Vitaminpillen: Wann ist die Einnahme sinnvoll?

Man hört immer wieder unterschiedliche Dinge über Nahrungsergänzungsmittel. Sind sie die Rettung oder totaler Unsinn?

Laut der Apotheken Umschau sind bei einer abwechslungsreichen Ernährung keine Vitaminpillen notwendig, da alle wichtigen Vitamine über die Nahrungsmittel aufgenommen werden können. Darüber hinaus ist es gesetzlich vorgeschrieben, auf jeder Packung von Nahrungsergänzungsmitteln Hinweise zu einer ausgewogene Ernährung anzugeben, mit der man im Normalfall genügend Vitamine zu sich nimmt. 

Viele Menschen nehmen beispielsweise zusätzliches Vitamin C und hoffen, damit ihr Immunsystem und ihre Resistenz gegenüber Viren und Bakterien zu erhöhen. Dies ist jedoch kaum erforderlich, da Vitamin C in vielen Lebensmitteln erhalten ist. Neben Zitrusfrüchten ist das Vitamin beispielsweise auch in Kartoffeln, Kohl und Paprika enthalten. Aber essen Sie nicht abwechslungsreich genug und essen nicht täglich zwei Portionen Obst und Gemüse? Dann können zusätzliche Vitaminpillen helfen.

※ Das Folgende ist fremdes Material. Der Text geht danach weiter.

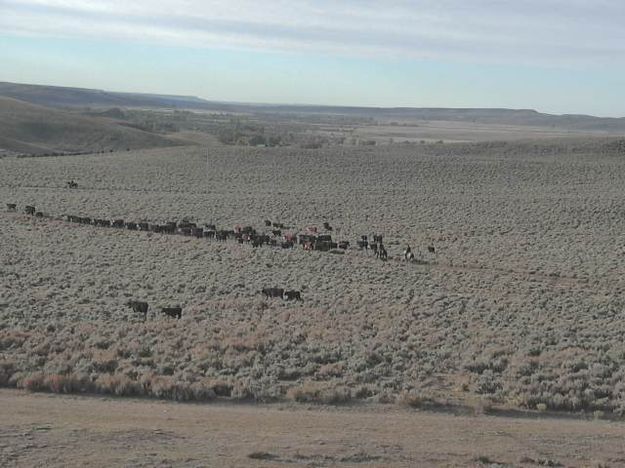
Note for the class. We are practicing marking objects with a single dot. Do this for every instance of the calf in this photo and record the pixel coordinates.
(172, 311)
(292, 296)
(139, 307)
(382, 254)
(272, 292)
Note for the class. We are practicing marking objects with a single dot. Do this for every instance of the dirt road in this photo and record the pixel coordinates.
(52, 430)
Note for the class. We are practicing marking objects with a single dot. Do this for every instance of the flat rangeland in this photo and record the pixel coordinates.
(42, 430)
(520, 305)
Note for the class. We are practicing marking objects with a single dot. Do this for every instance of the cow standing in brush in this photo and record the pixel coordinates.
(174, 312)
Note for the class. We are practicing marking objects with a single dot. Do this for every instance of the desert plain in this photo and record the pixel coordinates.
(517, 311)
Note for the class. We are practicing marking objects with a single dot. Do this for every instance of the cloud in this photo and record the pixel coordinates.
(543, 32)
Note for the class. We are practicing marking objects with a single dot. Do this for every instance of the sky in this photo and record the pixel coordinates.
(556, 56)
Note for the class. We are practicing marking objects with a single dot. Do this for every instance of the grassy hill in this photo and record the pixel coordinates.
(29, 128)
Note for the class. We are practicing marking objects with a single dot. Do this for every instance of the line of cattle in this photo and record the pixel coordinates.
(309, 241)
(247, 234)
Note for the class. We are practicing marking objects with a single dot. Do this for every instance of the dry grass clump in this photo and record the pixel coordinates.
(315, 392)
(516, 306)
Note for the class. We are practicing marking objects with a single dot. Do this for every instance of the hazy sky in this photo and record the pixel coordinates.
(560, 56)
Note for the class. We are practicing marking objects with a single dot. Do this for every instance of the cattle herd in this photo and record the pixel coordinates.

Gleichzeitig gibt es noch einige weitere besondere Lebenssituationen und Umstände, in denen Einnahme von Vitaminpillen zu empfehlen ist. 

Ältere Menschen haben meistens einen höheren Nährstoffbedarf. Da aber gleichzeitig der Energiebedarf und damit das Hungergefühl sinkt, werden mitunter nicht mehr genug Vitamine über die Nahrung aufgenommen. Nach Absprache mit dem Arzt können individuelle Dosen Vitamin D, C, B12 und Folsäure sowie Magnesium, Jod und Kalzium eingenommen werden.

In der Schwangerschaft steigt der Bedarf an Folsäure – ein Mangel kann zu Fehl- oder Frühgeburten führen – bei der Mutter, ebenso wie der Bedarf an Eisen, Jod, Kalzium und Omega-3-Fettsäuren.

Wenn Sie ein Veganer sind, wird empfohlen, zusätzliches Eisen, Vitamin B12 und Vitamin D einzunehmen.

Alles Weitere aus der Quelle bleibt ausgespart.